Remember what your consumers are looking for on social media when they stop by your brand. Utilize social media in the same way that they want to use it. This will build your consumer connection and profit you better in the long run than a stream of ads would.

Final Thoughts

Remember that social media is a place where people go to feel a connection. Just like if you were dating your consumer, you need to remember to be honest about your brand. This is the number one rule, so don’t forget it!
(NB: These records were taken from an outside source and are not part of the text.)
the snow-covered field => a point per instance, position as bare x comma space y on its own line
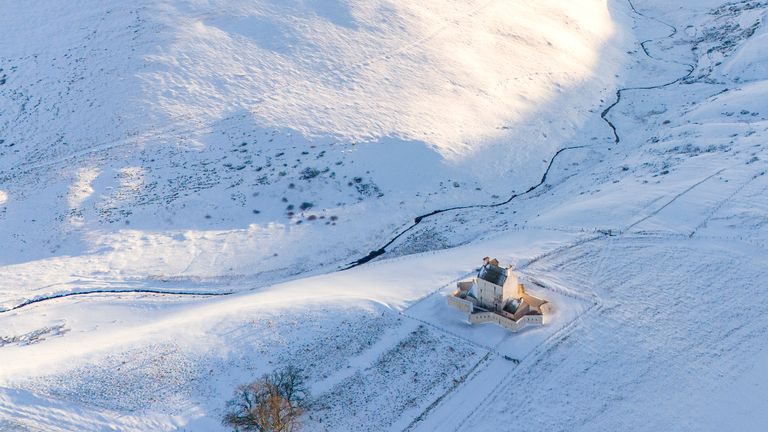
180, 183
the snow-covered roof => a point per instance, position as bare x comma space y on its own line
493, 274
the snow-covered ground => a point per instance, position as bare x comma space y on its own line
154, 148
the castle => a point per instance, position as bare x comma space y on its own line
497, 296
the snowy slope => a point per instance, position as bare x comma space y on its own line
195, 131
648, 234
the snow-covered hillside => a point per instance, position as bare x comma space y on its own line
184, 139
203, 169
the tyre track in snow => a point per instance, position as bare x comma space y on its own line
553, 341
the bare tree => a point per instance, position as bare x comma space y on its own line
273, 403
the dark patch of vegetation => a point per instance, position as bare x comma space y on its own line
273, 403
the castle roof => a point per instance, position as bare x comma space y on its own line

You also need to be active and supportive on social media for your audience. Activity builds trust and support creates an emotional tie to your brand.

Finally, remember to keep your sales pitches to a minimum. Offer something more than just your products to your consumers. While they may love your product, they may love it less if they feel like you’re constantly shoving it down their throat. Be light, be fun, be a friend!

What brands are you following on social media?


  • Dominique Grinnell

    Great article. It seems brands on social media struggle with appearing to be authentic as they straddle the line between witty and offensive. Wendy’s seems to get it right (for their audience) while others have had big viral fails. I would love to see a follow up on how brands can determine what’s the right tone for their audience while staying true to themselves.